Corrió las
cortinas y la luz del día inundó la pequeña habitación de una pensión del casco
antiguo de Barcelona. Una cama, un carcomido armario y una silla junto a una
sencilla mesa era todo el mobiliario. Sobre las paredes, un cuadro de flores y
un espejo sobre la mesa completaban la
austera decoración. Abrió la ventana y aspiró el aire de la mañana: ni puro, ni
fresco. Nada que ver con el que años atrás respiraba en la terraza de su casa
junto a la costa catalana. Se giró, cogió la mochila que descansaba a
los pies de la cama, un pequeño taburete y salió con destino a la rambla.
Se colocó
en el lugar habitual, junto a un quiosco de venta de flores y sentado en el
taburete y ayudado por un pequeño espejo, comenzó a maquillarse. Un antifaz de
pintura blanca sobre sus ojos, una peluca rizada de color amarillo y una nariz
de goma roja se complementaban con una enorme sonrisa para convertirle en un
payaso de circo, de esos que tienden a desaparecer.
Subido en
el taburete permanecía inmóvil como si de una estatua se tratase hasta que
alguien depositaba una moneda en su raído bombín. Entonces, tras agradecer la
donación con una exclamación y un exagerado aspaviento, adoptaba otra posición
en la que volvería a pasar un tiempo hasta que otro donante anónimo tuviera a
bien contribuir con su causa.
El grupo
que le rodeaba iba creciendo. Intentaba no mirar a nadie a la cara y para
evitar distracciones, fijaba su vista en un punto al otro lado del grupo hasta
que dos coletas rubias llamaron su atención. No tendría más de seis años y las
coletas caían a los lados de una cara pálida desde la que dos ojos azules le
miraban ilusionados poniendo una nota de alegre color. Vestía con uniforme
escolar y agarrada a la mando de una preciosa mujer de pelo dorado (seguramente
su madre) observaba con admiración aquel payaso que tan solo se movía tras el
sonido de las monedas al caer en su sombrero.
Sacó unas
monedas de su pequeño bolsillo y las introdujo en el bombín. Con un rápido
movimiento, el payaso infló un globo que había aparecido de la nada y antes de
que pudiera reaccionar, la niña tenía en sus manos un bonito perro de color
verde.
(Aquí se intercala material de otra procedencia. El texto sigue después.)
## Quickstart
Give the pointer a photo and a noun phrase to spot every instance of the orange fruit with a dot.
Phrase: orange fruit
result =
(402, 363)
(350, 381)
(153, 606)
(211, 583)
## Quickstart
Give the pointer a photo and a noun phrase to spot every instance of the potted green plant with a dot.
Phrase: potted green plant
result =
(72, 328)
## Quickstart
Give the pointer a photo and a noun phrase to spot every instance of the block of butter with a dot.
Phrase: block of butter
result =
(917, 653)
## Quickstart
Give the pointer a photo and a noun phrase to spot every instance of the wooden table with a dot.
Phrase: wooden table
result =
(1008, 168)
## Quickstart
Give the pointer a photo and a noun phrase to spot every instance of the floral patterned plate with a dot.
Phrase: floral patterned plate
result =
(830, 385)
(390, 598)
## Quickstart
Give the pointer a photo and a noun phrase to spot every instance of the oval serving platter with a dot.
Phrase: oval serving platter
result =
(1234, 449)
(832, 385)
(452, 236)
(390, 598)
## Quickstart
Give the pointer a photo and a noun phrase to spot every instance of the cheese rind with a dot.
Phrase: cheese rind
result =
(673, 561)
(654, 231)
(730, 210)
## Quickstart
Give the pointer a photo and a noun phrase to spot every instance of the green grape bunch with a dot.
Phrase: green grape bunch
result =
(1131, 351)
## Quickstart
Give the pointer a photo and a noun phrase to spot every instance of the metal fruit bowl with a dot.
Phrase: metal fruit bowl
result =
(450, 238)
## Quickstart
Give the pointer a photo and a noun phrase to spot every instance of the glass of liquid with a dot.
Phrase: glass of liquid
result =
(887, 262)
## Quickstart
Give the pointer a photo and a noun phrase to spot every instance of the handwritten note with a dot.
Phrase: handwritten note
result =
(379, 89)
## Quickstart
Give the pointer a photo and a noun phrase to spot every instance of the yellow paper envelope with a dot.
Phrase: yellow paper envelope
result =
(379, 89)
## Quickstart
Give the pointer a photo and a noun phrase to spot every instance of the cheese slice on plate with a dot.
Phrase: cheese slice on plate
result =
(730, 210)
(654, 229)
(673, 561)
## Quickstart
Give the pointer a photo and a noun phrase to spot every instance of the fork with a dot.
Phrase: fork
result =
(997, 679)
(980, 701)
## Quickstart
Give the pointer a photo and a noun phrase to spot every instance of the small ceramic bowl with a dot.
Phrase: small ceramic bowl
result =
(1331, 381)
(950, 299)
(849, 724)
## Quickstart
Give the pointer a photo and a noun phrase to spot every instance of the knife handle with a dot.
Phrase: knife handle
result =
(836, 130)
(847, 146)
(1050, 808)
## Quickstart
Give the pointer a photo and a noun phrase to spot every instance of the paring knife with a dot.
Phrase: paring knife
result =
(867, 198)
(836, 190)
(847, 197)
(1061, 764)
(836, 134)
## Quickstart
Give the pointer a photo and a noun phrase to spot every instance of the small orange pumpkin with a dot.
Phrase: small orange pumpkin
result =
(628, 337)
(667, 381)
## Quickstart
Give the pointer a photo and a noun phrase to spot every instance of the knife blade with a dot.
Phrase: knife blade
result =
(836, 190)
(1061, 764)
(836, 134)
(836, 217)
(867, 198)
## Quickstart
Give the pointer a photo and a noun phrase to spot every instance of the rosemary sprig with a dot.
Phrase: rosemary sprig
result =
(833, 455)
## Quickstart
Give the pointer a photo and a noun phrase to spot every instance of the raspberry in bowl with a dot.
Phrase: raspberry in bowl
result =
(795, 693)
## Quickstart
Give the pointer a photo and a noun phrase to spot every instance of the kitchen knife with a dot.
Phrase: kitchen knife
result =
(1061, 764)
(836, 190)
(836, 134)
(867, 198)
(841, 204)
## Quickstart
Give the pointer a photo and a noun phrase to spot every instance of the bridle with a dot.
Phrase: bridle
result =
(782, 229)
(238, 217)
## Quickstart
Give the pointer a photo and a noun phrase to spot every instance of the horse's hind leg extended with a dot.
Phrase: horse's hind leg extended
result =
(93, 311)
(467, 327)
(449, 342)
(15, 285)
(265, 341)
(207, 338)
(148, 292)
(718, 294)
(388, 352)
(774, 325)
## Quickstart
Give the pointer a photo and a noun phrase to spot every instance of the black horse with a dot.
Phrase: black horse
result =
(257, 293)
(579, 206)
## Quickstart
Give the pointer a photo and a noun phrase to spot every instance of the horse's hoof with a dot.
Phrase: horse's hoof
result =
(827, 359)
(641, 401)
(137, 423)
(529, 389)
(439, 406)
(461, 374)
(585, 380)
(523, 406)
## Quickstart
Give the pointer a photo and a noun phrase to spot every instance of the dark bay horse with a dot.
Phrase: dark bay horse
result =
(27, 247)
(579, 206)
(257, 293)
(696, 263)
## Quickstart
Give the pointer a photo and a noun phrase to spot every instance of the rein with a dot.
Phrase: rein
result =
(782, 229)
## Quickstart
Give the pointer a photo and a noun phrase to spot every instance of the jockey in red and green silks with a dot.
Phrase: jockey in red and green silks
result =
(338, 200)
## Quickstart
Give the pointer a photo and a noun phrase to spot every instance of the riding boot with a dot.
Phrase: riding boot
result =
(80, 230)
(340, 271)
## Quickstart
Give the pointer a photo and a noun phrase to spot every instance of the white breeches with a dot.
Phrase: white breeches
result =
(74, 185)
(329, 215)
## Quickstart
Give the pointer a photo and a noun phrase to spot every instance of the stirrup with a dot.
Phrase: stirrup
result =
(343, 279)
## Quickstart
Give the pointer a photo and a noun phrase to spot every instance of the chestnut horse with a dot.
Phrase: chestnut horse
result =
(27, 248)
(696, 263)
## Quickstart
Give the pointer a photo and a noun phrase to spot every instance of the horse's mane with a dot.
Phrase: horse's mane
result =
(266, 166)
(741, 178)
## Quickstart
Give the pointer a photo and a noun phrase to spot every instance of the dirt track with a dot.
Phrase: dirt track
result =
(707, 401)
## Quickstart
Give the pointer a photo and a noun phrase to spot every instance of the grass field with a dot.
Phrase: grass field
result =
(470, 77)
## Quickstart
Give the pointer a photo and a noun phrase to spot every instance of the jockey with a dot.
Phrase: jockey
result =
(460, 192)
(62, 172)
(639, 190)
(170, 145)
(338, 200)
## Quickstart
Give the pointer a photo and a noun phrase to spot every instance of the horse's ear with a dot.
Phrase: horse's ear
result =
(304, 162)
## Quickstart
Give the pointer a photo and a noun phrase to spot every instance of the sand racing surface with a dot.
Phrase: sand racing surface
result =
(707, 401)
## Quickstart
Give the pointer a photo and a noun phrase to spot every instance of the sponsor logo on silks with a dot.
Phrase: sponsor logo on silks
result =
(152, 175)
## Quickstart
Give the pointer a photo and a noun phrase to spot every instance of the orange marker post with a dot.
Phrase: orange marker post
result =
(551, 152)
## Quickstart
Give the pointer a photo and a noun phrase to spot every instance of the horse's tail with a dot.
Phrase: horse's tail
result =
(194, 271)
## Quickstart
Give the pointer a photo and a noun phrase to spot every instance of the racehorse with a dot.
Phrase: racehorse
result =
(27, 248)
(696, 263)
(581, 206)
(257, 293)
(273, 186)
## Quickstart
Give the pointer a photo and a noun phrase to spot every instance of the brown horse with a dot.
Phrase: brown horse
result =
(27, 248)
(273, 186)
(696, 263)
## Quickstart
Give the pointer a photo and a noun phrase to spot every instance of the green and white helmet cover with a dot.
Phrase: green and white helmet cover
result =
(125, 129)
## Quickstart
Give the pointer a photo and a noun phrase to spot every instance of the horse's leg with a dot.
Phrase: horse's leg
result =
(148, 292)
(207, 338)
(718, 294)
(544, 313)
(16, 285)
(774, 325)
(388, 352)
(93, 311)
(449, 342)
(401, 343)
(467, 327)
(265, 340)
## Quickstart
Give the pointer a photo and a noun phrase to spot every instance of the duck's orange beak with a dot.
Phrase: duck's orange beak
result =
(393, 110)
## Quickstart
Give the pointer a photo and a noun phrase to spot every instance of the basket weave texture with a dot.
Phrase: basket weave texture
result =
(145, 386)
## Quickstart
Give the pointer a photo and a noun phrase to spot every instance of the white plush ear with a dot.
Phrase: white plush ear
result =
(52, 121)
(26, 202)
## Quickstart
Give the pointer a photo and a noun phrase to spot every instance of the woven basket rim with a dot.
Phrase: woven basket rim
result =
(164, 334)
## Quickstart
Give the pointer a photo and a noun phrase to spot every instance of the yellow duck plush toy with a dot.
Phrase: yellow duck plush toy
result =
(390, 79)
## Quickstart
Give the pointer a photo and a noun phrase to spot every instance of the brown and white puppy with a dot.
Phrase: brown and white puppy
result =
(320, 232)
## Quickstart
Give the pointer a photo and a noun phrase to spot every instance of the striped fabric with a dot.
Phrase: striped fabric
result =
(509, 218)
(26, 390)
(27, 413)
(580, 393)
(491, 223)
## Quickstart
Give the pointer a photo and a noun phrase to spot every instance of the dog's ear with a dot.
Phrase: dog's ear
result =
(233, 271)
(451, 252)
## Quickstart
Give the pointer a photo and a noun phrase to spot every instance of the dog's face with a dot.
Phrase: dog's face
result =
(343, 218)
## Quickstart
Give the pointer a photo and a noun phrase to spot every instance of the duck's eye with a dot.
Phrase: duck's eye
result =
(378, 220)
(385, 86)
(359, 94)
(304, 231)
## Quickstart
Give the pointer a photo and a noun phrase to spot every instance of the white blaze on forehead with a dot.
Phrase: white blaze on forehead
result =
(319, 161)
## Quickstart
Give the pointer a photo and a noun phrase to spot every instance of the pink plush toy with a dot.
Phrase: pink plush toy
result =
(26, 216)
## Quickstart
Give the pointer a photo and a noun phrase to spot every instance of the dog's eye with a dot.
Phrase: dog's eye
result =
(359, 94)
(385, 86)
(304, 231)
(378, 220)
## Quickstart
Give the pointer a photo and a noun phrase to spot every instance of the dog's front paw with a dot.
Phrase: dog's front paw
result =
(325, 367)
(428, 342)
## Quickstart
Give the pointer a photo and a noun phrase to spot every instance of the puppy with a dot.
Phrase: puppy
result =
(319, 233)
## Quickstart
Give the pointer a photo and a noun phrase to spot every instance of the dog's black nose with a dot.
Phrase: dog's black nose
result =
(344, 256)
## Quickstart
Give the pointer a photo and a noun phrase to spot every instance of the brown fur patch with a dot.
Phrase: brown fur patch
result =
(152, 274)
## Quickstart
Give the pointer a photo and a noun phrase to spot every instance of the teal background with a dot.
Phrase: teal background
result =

Sonrió mientras la gente aplaudía y al momento siguió su camino.
De vuelta
en su cuarto de la pensión se quitó nariz y la peluca y los lanzó sobre la
cama. Se miró en el espejo y vio la foto que había sujeta al marco. Una niña de
unos seis años con falda a cuadros, calcetines altos y una camisa blanca
parecía mirar al payaso. Las lágrimas rodaron por sus mejillas borrando poco a
poco una enorme sonrisa blanca.
Bonito relato de un payaso mimo que hay en muchas ciudades pidiendo unas pocas monedas. Mañana aquí en mi pueblo voy a salir a la calle a ver unos cinco artistas mimos que van a disfrazarse no se de qué para el deleite de unas miradas por unas monedas. Un abrazo
ResponderEliminarGracias Maria del Carmen. Me gustan los artistas callejeros, aunque nunca sabemos lo que hay detrás de ellos. Un abrazo.
ResponderEliminarEs una historia triste, por más que la función del payaso sea salir a la calle cada día y ser parte de las ilusiones y las sonrisas de los demás. Sin duda las apariencias son solo eso, apariencias. A saber qué esconde un corazón maquillado...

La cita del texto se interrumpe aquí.